3. Mastery is an asymptote
The third law of mastery has a downside. It tells us, that mastery is something that you are not able to achieve 100%. But the good thing about that is, that you will always be able to get even better by trying just a little bit harder.
So first of all, let’s clarify what an asymptote is.
An asymptote is a straight line that a curve approaches but never quite reaches.
If you found an area that matters to you and you really want to get better in it, that‘s the time and place to make mastery a priority for you. But be aware: mastery isn‘t something that can really be reached. It works like an asymptote. It can be your goal, something to aim for, but you will never achieve 100% of mastery. People who are really extraordinary good at something, know that they can always aim higher. And that‘s somehow the beauty of mastery: you can always get better and better at the things that matter to you.
The joy is IN the pursuit more than IN realisation — trying to get better even if you are already a ”master” in a specific field.
3, 2, 1 — let‘s aim for Mastery
Finding an area in which you want to aim for mastery, will somehow give you purpose and a motivation boost.

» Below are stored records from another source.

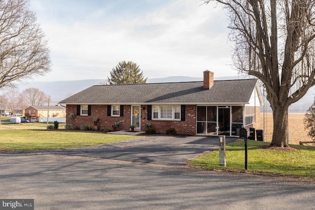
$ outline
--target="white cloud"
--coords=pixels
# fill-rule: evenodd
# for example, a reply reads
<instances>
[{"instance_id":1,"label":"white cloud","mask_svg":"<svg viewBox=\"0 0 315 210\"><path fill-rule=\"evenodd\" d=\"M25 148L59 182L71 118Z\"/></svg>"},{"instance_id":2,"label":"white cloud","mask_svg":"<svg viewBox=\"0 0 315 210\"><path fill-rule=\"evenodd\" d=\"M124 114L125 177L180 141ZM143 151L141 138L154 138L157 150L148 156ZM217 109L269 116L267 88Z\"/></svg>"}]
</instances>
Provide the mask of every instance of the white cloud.
<instances>
[{"instance_id":1,"label":"white cloud","mask_svg":"<svg viewBox=\"0 0 315 210\"><path fill-rule=\"evenodd\" d=\"M137 63L150 78L202 77L205 69L215 76L236 75L227 65L231 48L221 9L199 6L198 0L167 2L147 12L115 15L110 10L115 5L106 5L90 8L84 17L63 14L64 8L58 13L65 17L62 19L47 8L49 3L32 1L49 39L53 63L53 72L41 79L105 79L122 60Z\"/></svg>"}]
</instances>

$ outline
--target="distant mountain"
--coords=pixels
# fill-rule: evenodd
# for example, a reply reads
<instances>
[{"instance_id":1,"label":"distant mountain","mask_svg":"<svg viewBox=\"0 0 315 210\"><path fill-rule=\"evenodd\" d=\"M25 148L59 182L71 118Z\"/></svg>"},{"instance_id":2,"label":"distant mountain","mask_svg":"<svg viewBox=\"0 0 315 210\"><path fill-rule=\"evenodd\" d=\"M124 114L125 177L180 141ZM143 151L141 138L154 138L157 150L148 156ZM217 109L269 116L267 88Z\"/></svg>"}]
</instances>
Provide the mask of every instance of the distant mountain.
<instances>
[{"instance_id":1,"label":"distant mountain","mask_svg":"<svg viewBox=\"0 0 315 210\"><path fill-rule=\"evenodd\" d=\"M248 77L245 78L249 78ZM216 77L215 80L227 80L244 79L238 76ZM191 77L184 76L169 77L161 78L148 79L148 83L160 83L169 82L202 81L201 77ZM51 96L51 104L57 104L59 101L83 90L93 85L99 85L105 80L84 80L56 82L31 82L28 84L20 85L20 91L28 88L38 88L47 95ZM306 112L312 105L315 95L315 87L310 89L308 93L297 102L292 104L289 109L290 112ZM270 105L265 100L265 109L271 112ZM262 111L263 107L261 108Z\"/></svg>"}]
</instances>

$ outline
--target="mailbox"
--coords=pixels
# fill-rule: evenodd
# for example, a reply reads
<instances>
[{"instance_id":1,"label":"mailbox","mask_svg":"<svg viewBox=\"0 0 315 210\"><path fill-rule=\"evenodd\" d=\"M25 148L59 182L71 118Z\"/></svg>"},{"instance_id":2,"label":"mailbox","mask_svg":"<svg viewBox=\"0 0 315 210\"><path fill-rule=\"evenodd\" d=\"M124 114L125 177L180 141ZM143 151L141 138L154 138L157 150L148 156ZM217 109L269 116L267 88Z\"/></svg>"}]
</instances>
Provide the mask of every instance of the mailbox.
<instances>
[{"instance_id":1,"label":"mailbox","mask_svg":"<svg viewBox=\"0 0 315 210\"><path fill-rule=\"evenodd\" d=\"M246 128L242 128L240 129L240 138L248 138L250 136L250 131L247 130Z\"/></svg>"}]
</instances>

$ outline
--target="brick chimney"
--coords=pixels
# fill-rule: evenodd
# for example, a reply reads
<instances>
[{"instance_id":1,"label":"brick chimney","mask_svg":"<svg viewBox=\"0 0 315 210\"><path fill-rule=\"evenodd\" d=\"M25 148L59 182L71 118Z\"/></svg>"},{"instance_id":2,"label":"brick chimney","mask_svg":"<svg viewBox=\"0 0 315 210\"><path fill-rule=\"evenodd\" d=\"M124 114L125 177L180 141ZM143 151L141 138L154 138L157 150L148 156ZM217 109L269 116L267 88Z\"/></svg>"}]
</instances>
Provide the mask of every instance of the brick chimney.
<instances>
[{"instance_id":1,"label":"brick chimney","mask_svg":"<svg viewBox=\"0 0 315 210\"><path fill-rule=\"evenodd\" d=\"M203 72L203 88L210 89L213 86L213 72L206 70Z\"/></svg>"}]
</instances>

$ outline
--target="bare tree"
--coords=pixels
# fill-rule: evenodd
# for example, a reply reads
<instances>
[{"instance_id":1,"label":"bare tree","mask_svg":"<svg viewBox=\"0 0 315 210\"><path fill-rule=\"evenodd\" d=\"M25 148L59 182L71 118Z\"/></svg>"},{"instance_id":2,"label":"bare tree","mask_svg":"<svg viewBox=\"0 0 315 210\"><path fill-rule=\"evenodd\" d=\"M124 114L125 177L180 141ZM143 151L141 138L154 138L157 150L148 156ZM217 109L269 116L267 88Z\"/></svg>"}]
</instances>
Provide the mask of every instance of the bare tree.
<instances>
[{"instance_id":1,"label":"bare tree","mask_svg":"<svg viewBox=\"0 0 315 210\"><path fill-rule=\"evenodd\" d=\"M9 109L14 115L16 112L18 107L22 103L23 98L20 97L19 94L18 89L15 87L8 89L5 95L7 99L7 108Z\"/></svg>"},{"instance_id":2,"label":"bare tree","mask_svg":"<svg viewBox=\"0 0 315 210\"><path fill-rule=\"evenodd\" d=\"M24 102L30 106L41 106L48 101L48 96L38 88L25 89L21 92L21 95Z\"/></svg>"},{"instance_id":3,"label":"bare tree","mask_svg":"<svg viewBox=\"0 0 315 210\"><path fill-rule=\"evenodd\" d=\"M51 70L50 51L28 0L0 1L0 89Z\"/></svg>"},{"instance_id":4,"label":"bare tree","mask_svg":"<svg viewBox=\"0 0 315 210\"><path fill-rule=\"evenodd\" d=\"M287 147L288 110L315 84L315 1L208 0L228 12L236 69L264 84L274 119L271 146Z\"/></svg>"}]
</instances>

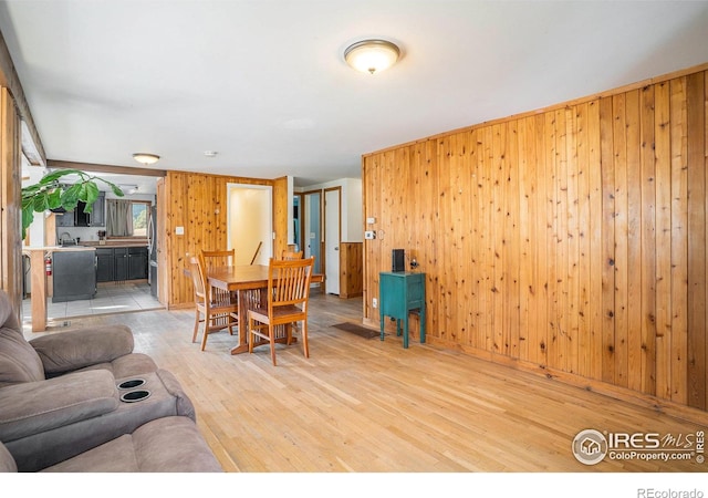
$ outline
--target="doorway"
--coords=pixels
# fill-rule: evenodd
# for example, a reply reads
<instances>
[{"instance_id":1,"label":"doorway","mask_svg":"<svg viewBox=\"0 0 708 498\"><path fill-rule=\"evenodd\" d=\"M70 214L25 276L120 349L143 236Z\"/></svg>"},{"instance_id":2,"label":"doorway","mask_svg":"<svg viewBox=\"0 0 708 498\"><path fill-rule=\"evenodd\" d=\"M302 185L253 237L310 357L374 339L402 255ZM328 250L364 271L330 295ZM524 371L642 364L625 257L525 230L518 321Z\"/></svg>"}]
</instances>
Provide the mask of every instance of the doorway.
<instances>
[{"instance_id":1,"label":"doorway","mask_svg":"<svg viewBox=\"0 0 708 498\"><path fill-rule=\"evenodd\" d=\"M321 273L321 245L322 245L322 191L304 193L304 236L302 238L302 250L304 257L314 256L313 272Z\"/></svg>"},{"instance_id":2,"label":"doorway","mask_svg":"<svg viewBox=\"0 0 708 498\"><path fill-rule=\"evenodd\" d=\"M341 193L341 187L324 190L324 291L335 295L340 295Z\"/></svg>"},{"instance_id":3,"label":"doorway","mask_svg":"<svg viewBox=\"0 0 708 498\"><path fill-rule=\"evenodd\" d=\"M270 186L227 184L228 240L236 264L268 264L273 256L272 198Z\"/></svg>"}]
</instances>

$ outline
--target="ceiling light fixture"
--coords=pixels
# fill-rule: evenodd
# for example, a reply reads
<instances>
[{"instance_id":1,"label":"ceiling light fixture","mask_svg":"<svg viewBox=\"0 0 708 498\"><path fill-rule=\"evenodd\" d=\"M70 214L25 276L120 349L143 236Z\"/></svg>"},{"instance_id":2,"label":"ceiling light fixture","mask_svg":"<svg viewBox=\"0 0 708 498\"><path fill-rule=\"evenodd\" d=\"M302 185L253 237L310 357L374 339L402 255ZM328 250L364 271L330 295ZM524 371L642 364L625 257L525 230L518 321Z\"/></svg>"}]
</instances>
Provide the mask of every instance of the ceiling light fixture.
<instances>
[{"instance_id":1,"label":"ceiling light fixture","mask_svg":"<svg viewBox=\"0 0 708 498\"><path fill-rule=\"evenodd\" d=\"M127 195L133 195L137 193L137 185L118 185L118 187L121 187L121 190L123 190L125 194Z\"/></svg>"},{"instance_id":2,"label":"ceiling light fixture","mask_svg":"<svg viewBox=\"0 0 708 498\"><path fill-rule=\"evenodd\" d=\"M362 40L344 51L344 60L356 71L379 73L396 63L400 50L386 40Z\"/></svg>"},{"instance_id":3,"label":"ceiling light fixture","mask_svg":"<svg viewBox=\"0 0 708 498\"><path fill-rule=\"evenodd\" d=\"M133 158L135 160L137 160L138 163L144 164L145 166L150 165L150 164L155 164L159 160L159 156L155 155L155 154L148 154L148 153L135 153L133 154Z\"/></svg>"}]
</instances>

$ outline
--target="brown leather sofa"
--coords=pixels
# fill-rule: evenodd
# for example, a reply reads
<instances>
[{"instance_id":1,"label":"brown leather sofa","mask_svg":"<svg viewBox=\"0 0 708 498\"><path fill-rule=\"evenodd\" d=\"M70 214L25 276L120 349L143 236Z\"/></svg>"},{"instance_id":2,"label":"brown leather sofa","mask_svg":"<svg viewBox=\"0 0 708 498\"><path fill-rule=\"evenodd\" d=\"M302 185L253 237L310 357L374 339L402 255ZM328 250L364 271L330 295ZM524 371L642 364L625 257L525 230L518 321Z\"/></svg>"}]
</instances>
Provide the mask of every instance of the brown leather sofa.
<instances>
[{"instance_id":1,"label":"brown leather sofa","mask_svg":"<svg viewBox=\"0 0 708 498\"><path fill-rule=\"evenodd\" d=\"M4 461L19 471L220 470L181 385L133 352L128 328L27 341L14 317L0 291L0 468Z\"/></svg>"}]
</instances>

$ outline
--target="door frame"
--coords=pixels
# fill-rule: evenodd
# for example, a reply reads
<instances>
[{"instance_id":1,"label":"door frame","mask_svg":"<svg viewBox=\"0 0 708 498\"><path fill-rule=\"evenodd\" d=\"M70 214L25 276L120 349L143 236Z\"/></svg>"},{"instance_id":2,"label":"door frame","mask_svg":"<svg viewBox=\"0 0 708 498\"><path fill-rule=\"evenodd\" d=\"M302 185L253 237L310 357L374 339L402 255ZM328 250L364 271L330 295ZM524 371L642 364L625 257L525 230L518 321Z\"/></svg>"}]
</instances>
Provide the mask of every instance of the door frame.
<instances>
[{"instance_id":1,"label":"door frame","mask_svg":"<svg viewBox=\"0 0 708 498\"><path fill-rule=\"evenodd\" d=\"M268 193L268 203L264 203L264 206L267 206L267 212L266 216L263 217L263 219L266 219L269 224L269 236L267 238L268 240L268 258L270 259L271 257L273 257L273 187L271 185L254 185L254 184L239 184L239 183L228 183L226 184L226 198L227 198L227 215L226 215L226 220L227 220L227 247L229 249L236 249L232 247L231 243L231 239L232 239L232 222L231 222L231 195L233 190L266 190ZM258 253L262 253L263 250L261 249ZM239 251L237 250L236 253L236 259L242 259L246 260L243 258L239 258ZM248 255L247 259L250 262L252 258L252 255ZM247 263L248 264L248 263Z\"/></svg>"},{"instance_id":2,"label":"door frame","mask_svg":"<svg viewBox=\"0 0 708 498\"><path fill-rule=\"evenodd\" d=\"M327 250L326 250L326 247L327 247L327 240L326 240L326 236L327 236L326 199L327 199L327 193L332 193L332 191L336 191L337 193L336 216L339 218L339 222L337 222L337 234L336 234L336 238L337 238L337 240L336 240L336 249L335 249L336 253L330 255L330 253L327 253ZM341 250L340 246L342 245L342 187L341 186L336 186L336 187L327 187L327 188L323 189L323 193L322 193L322 205L323 205L323 208L322 208L322 210L323 210L322 227L323 227L323 232L324 232L324 237L323 237L323 240L322 240L323 241L323 248L324 248L324 250L323 250L324 257L322 258L322 260L323 260L323 268L324 268L324 270L323 270L323 273L324 273L324 290L326 292L327 280L330 280L330 278L329 278L330 276L327 274L327 271L326 271L326 269L327 269L327 258L336 258L337 261L339 261L339 259L340 259L340 250ZM340 280L339 279L340 271L341 271L341 268L337 264L337 269L336 269L337 282ZM340 295L340 289L339 288L336 290L336 295Z\"/></svg>"}]
</instances>

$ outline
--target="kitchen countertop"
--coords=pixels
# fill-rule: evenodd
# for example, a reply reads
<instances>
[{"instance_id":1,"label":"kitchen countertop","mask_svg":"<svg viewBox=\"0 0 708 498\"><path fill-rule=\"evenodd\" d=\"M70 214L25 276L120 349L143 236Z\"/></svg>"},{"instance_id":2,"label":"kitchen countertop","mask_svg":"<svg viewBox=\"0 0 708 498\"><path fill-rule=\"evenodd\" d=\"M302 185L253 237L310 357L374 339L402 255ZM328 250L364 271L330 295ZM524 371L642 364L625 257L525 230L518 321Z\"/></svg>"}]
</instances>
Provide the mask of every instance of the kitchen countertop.
<instances>
[{"instance_id":1,"label":"kitchen countertop","mask_svg":"<svg viewBox=\"0 0 708 498\"><path fill-rule=\"evenodd\" d=\"M95 251L95 247L87 246L43 246L43 247L23 247L22 252L42 251L42 252L64 252L64 251Z\"/></svg>"},{"instance_id":2,"label":"kitchen countertop","mask_svg":"<svg viewBox=\"0 0 708 498\"><path fill-rule=\"evenodd\" d=\"M79 242L79 247L86 248L112 248L112 247L147 247L147 240L116 240L116 241L106 241L106 243L98 243L97 241L91 242Z\"/></svg>"}]
</instances>

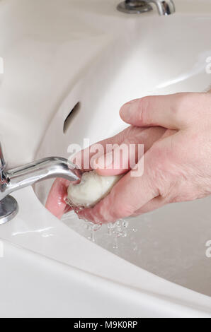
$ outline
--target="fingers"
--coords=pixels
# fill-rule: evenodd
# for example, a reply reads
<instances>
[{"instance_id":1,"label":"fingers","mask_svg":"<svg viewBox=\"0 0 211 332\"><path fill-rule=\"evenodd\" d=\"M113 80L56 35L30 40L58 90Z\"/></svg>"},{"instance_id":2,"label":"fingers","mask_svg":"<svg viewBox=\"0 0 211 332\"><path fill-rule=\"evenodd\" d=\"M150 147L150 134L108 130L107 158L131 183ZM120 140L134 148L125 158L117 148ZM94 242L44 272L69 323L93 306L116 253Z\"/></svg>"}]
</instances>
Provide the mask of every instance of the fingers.
<instances>
[{"instance_id":1,"label":"fingers","mask_svg":"<svg viewBox=\"0 0 211 332\"><path fill-rule=\"evenodd\" d=\"M69 181L65 179L57 179L47 199L46 208L59 219L61 219L63 214L69 210L66 203L69 184Z\"/></svg>"},{"instance_id":2,"label":"fingers","mask_svg":"<svg viewBox=\"0 0 211 332\"><path fill-rule=\"evenodd\" d=\"M153 211L154 210L161 208L165 204L166 202L163 197L155 197L154 198L152 199L152 201L149 201L149 202L147 203L147 204L144 205L141 208L135 211L135 213L133 213L133 216L137 216L143 213L147 213L148 212Z\"/></svg>"},{"instance_id":3,"label":"fingers","mask_svg":"<svg viewBox=\"0 0 211 332\"><path fill-rule=\"evenodd\" d=\"M125 173L132 169L138 160L160 139L166 129L161 127L130 127L125 141L107 155L95 160L94 168L100 175L110 176Z\"/></svg>"},{"instance_id":4,"label":"fingers","mask_svg":"<svg viewBox=\"0 0 211 332\"><path fill-rule=\"evenodd\" d=\"M114 222L132 215L142 206L159 195L155 180L153 152L145 157L145 172L142 177L131 177L127 173L113 188L110 193L93 208L79 213L81 218L95 223ZM140 161L139 162L140 162Z\"/></svg>"},{"instance_id":5,"label":"fingers","mask_svg":"<svg viewBox=\"0 0 211 332\"><path fill-rule=\"evenodd\" d=\"M79 151L71 159L82 171L88 172L94 168L94 160L105 153L109 153L112 150L113 144L121 144L130 127L123 130L117 135L101 141L84 150ZM144 130L143 129L142 130ZM107 150L106 150L107 149Z\"/></svg>"},{"instance_id":6,"label":"fingers","mask_svg":"<svg viewBox=\"0 0 211 332\"><path fill-rule=\"evenodd\" d=\"M161 126L179 129L188 121L187 109L193 109L197 93L148 96L125 104L120 111L125 122L134 126Z\"/></svg>"}]
</instances>

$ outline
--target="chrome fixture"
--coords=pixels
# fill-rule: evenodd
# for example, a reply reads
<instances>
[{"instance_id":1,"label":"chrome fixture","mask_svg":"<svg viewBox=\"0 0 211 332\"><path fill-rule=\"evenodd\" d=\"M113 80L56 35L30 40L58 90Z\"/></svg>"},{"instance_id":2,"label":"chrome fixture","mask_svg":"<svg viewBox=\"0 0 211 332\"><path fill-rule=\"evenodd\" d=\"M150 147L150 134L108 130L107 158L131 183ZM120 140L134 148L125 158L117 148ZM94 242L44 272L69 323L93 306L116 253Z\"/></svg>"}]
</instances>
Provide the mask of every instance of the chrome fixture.
<instances>
[{"instance_id":1,"label":"chrome fixture","mask_svg":"<svg viewBox=\"0 0 211 332\"><path fill-rule=\"evenodd\" d=\"M173 0L125 0L118 6L118 10L129 14L137 14L152 11L149 4L156 6L159 15L170 15L175 13Z\"/></svg>"},{"instance_id":2,"label":"chrome fixture","mask_svg":"<svg viewBox=\"0 0 211 332\"><path fill-rule=\"evenodd\" d=\"M67 159L57 157L41 159L23 167L6 170L0 144L0 225L11 220L18 211L18 203L10 194L55 177L78 181L81 179L81 172Z\"/></svg>"}]
</instances>

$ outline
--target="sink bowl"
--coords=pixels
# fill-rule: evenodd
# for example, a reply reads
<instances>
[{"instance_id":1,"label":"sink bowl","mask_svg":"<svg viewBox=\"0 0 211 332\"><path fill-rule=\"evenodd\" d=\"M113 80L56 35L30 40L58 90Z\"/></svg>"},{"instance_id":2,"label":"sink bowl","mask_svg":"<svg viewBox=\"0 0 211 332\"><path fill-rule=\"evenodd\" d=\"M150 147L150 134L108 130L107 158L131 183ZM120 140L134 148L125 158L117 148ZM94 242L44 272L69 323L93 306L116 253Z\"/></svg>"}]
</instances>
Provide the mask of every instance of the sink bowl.
<instances>
[{"instance_id":1,"label":"sink bowl","mask_svg":"<svg viewBox=\"0 0 211 332\"><path fill-rule=\"evenodd\" d=\"M139 18L127 20L118 37L70 91L47 129L38 158L47 153L68 158L69 144L83 147L84 138L92 143L120 131L125 125L118 110L130 100L208 89L211 76L205 68L211 45L206 31L211 16L175 15L164 20L156 16L153 24L152 18ZM195 31L200 36L197 42ZM77 102L79 109L64 134L64 121ZM43 182L35 187L43 204L51 184ZM172 204L133 218L127 236L118 239L118 246L103 226L95 232L96 242L140 268L211 296L210 262L205 255L205 244L211 239L210 202L207 198ZM64 222L91 237L86 223L72 213Z\"/></svg>"},{"instance_id":2,"label":"sink bowl","mask_svg":"<svg viewBox=\"0 0 211 332\"><path fill-rule=\"evenodd\" d=\"M8 111L1 132L6 150L13 151L10 165L51 155L69 158L70 144L83 148L113 136L127 126L118 112L130 100L204 91L210 86L211 76L206 72L211 55L210 1L176 0L176 13L164 18L156 11L132 17L120 13L115 0L65 0L62 8L59 0L50 6L48 2L33 2L34 14L30 22L25 18L23 26L16 18L31 13L32 1L20 0L18 8L12 1L2 2L5 13L7 6L13 8L10 20L16 22L14 30L22 45L21 51L20 45L13 45L14 55L11 52L8 63L21 77L23 97L16 93L13 100L8 98L14 90L14 83L8 83L11 72L0 85L4 96L0 109ZM43 12L38 25L40 6ZM53 34L49 28L52 23L59 27ZM30 27L31 37L23 40L25 27ZM25 59L18 66L17 54ZM137 316L211 316L210 259L206 255L211 239L210 197L130 220L127 236L116 239L108 234L106 225L93 232L72 213L62 221L52 216L45 208L52 184L47 181L33 191L16 193L19 214L1 226L2 239L28 249L26 262L28 250L42 259L50 259L55 264L52 271L60 271L59 280L64 277L64 288L70 289L71 282L79 292L80 283L74 278L68 281L62 268L76 268L79 275L83 271L83 285L91 287L87 280L91 279L91 287L98 285L102 299L112 284L110 309L98 311L101 316L110 315L111 309L121 316L131 316L132 312ZM20 252L23 263L26 254ZM31 254L30 259L37 266L38 257ZM47 278L45 269L42 273ZM117 312L112 299L119 299L122 290L125 297ZM126 309L127 295L133 312ZM96 303L92 302L93 307ZM85 307L79 309L72 314L85 316Z\"/></svg>"}]
</instances>

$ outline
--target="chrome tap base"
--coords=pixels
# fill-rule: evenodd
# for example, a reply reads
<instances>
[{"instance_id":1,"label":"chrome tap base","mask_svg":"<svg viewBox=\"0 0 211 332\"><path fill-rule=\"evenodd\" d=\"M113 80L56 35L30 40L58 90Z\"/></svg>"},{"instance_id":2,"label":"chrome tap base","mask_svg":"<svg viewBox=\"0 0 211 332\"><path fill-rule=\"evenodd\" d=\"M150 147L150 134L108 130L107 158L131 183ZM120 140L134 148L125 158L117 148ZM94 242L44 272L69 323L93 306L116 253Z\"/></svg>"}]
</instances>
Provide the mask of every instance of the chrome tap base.
<instances>
[{"instance_id":1,"label":"chrome tap base","mask_svg":"<svg viewBox=\"0 0 211 332\"><path fill-rule=\"evenodd\" d=\"M127 14L141 14L142 13L147 13L148 11L152 11L151 5L145 2L144 1L138 0L133 3L127 1L121 2L117 7L119 11L126 13Z\"/></svg>"},{"instance_id":2,"label":"chrome tap base","mask_svg":"<svg viewBox=\"0 0 211 332\"><path fill-rule=\"evenodd\" d=\"M8 195L0 201L0 225L5 224L16 217L18 212L16 200Z\"/></svg>"}]
</instances>

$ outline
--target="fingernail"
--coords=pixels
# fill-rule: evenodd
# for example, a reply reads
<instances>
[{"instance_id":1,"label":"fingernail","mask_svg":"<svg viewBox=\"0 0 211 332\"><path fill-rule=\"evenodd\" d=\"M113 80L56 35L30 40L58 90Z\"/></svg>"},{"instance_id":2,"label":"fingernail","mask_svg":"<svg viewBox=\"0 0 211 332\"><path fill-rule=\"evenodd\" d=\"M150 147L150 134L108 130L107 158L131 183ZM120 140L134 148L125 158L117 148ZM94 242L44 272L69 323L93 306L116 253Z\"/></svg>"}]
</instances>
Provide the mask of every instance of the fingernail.
<instances>
[{"instance_id":1,"label":"fingernail","mask_svg":"<svg viewBox=\"0 0 211 332\"><path fill-rule=\"evenodd\" d=\"M120 114L122 120L130 121L131 117L134 114L137 107L137 100L132 100L131 102L125 104L120 109Z\"/></svg>"}]
</instances>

And btw — somehow kids and little children tend to be more likely in flow. They use their bodies and their minds to probe and draw feedback. Kids do this until they stop. They stop because they start to get ashamed of being childish. And that is in my opinion one of our biggest mistakes while growing up. We are too mature, too grown-up, too serious … we have to search and hopefully find the child in us. Then finding flow should become easier.
So define your goal you want to achieve, get out of your comfort zone, be a little bit childish and start getting better at whatever matters to you.
Take a step in the direction of mastery.
One additional Question
Is the reason for so many men ending up having a midlife crisis at some point in the lack of childishness during their life? At some point they get sooo incredibly immature and reckless, that in almost all cases it is unbearable 😉 Would they be able to skip this midlife crisis step, if they would be a little bit more childish during their everyday life?